Friday, October 1, 2010

Day 4

Woke at 6am to frost on the outside of the tent - 3 degrees inside tent flap. I had slept with my camera and batteries in the foot of my sleeping bag.

This morning my camelbak started leaking and I had to empty out all the water. Luckily most of my stuff in the pack was in ziplock bags. But that left me with only one liter of water for the day. (Ironically, I had originally packed a second water bottle for just such a situation but my bag was too full so out it came). In the photo you can see the path we initially followed; however we diverted to the right onto another trail about 1/2 way down. You may also be able to see a small white building at the base of the mountain if you click on the photo and follow the trail - that is Kibo Huts, where we later descended from the summit.
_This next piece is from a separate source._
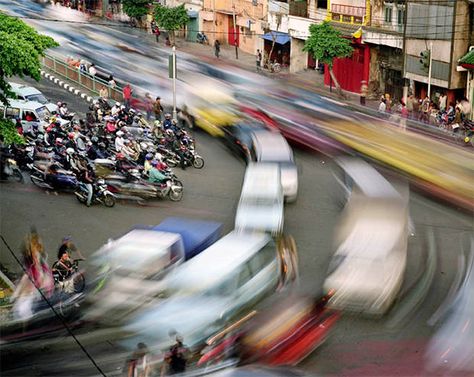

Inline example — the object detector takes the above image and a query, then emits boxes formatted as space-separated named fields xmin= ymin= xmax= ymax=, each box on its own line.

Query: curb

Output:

Jonas advised us to wear long pants as the Saddle gets very windy. Indeed I needed my medium fleece, hat, gloves and jacket and my ears were still cold. At 10:30 we came to the wreckage where a small tourist plane crashed in 2008. Kind of eerie, the scraps of twisted metal still scattered around there.

It was shortly after that we diverted onto an alternate route. At times I could not even see a path but then I realized there were piles of rocks marking the way. It was a long day and I was quite tired by the time we reached camp. People were very quiet at lunch (Leek soup, carrot/bean frittata type thing, bread and fruit). Thankfully we had most of the afternoon off and it was much warmer in camp, being in a sheltered location. I had yet another soap stolen by the same damm bird and tried to air out some of my socks.

I managed to fix my camelbak thankfully - had a screw loose. My camera battery was still holding up. I was thinking a lot about Cindy and her surgery tomorrow and wished I could contact her somehow. Cell phone service spotty at best. Some have managed to send text messages to their families.

Lisa and Jim started working out tips today. Tips are contentious here. I was glad they took it on. We decided to give a set amount as prescribed by the Porters' Association recommendations to each person (Guides get the most, then Asst Guides and the Cook, then Porters). And then if we felt we wanted to tip someone for extra personal service, we could do so individually. This made a lot of sense to me. And I had to laugh when Lisa told us she had 36 individual small plastic bags on her.

There were less people at this campsite. It was very barren - hardly any plants - just a lot of volcanic rock. As I fell asleep, I could hear other trekkers talking about the summit attempt and not knowing what to expect. I had a lovely view of Kili from my tent - it seemed still so far away. Hard to believe we were going up to the very top the next day.